While the state has not made a major investment towards the construction of new commercial biotech facilities in New York City since 1994--when the Cuomo Administration helped fund a biotech incubator developed by Columbia University--its Office of Science, Technology and Academic Research (NYSTAR) has provided a handful of grants to institutions based in the city, primarily for academic research projects. For instance, two of the eight Strategically Targeted Academic Research (STAR) centers funded by NYSTAR are based in the city. CUNY was awarded $15 million for its Structural Biology Center and Columbia received $11 million for its Integrating Imaging Center.

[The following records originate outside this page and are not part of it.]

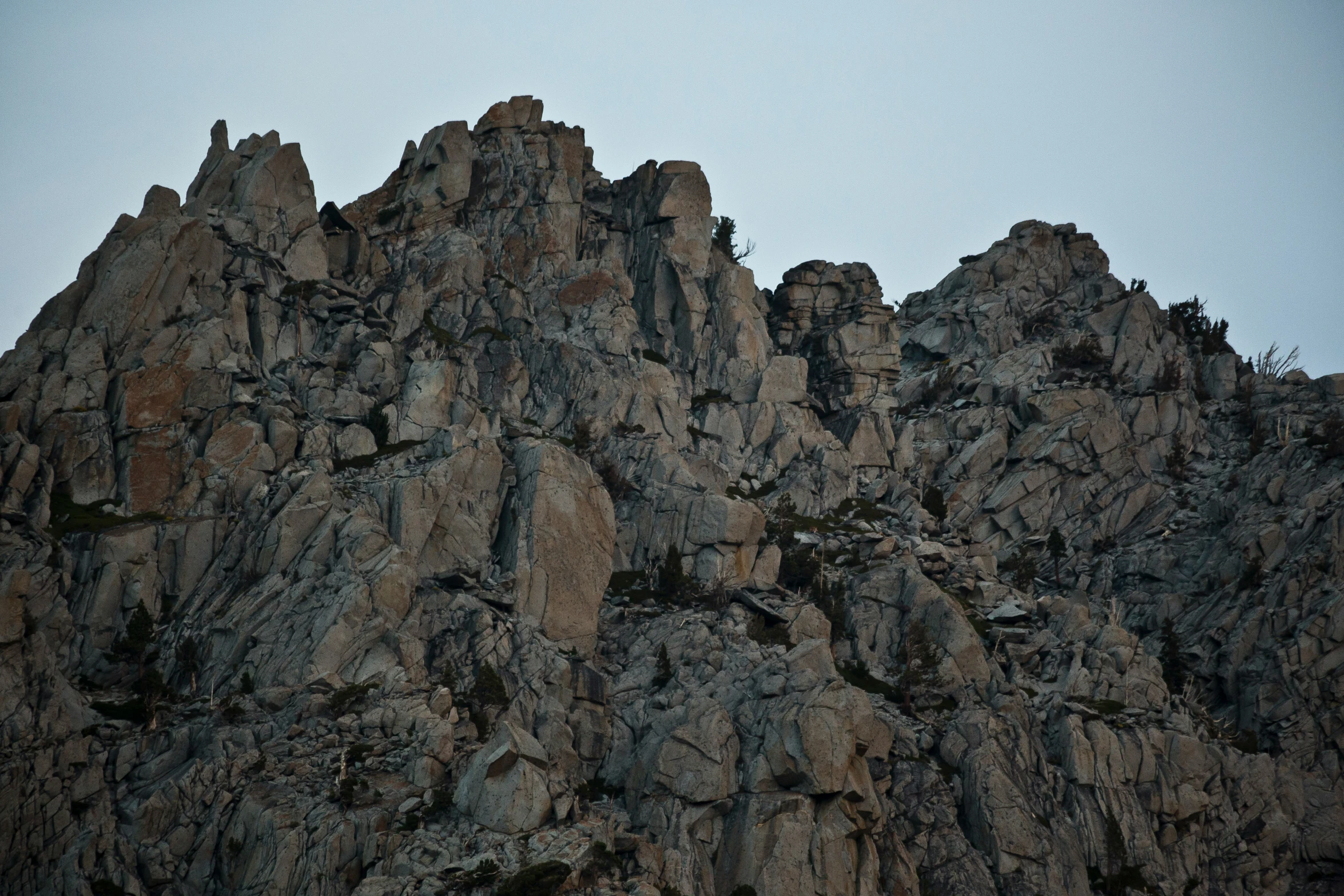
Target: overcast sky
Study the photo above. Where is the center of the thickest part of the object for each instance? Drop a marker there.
(1202, 143)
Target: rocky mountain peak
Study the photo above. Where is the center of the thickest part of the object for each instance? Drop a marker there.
(498, 531)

Two other city institutions--Mount Sinai and Manhattan College--received small NYSTAR grants for Advanced Research Centers (together, they received $1.4million of the $11.8 million awarded around the state); NYU was one of four institutions from around the state to receive a NYSTAR grant to attract new faculty, and SUNY Downstate received $500,000 NYSTAR grant to help erect its biotech incubator.

While helpful, none of these NYSTAR grants comes close to the level of state support in the Governor's Centers of Excellence program, which completely excludes the city. And, except for the small grant to the SUNY Downstate, the NYSTAR programs don't help the city overcome one of the main obstacles to the growth of its biotech industry: the lack of commercial biotech facilities.

“Outside observers don’t yet understand many of the details of the Centers of Excellence and GeNYsis programs, but… it’s apparently been put together politically, and it follows politicians’ natural tendency to ‘level’ support for competing jurisdictions rather than make strategic choices,” says David Hochman , senior principal of the partnership practice at Battelle, a high-tech consulting firm, and director of its New York City office. “While upstate cities should certainly not be denied an opportunity to shape their technology futures, some hard choices may have to be made if we are to exploit the state’s truly unique asset, which is undoubtedly the heavy concentration of academic R&D and developing clusters of bioscience startups around New York City and its Westchester and Long Island suburbs.”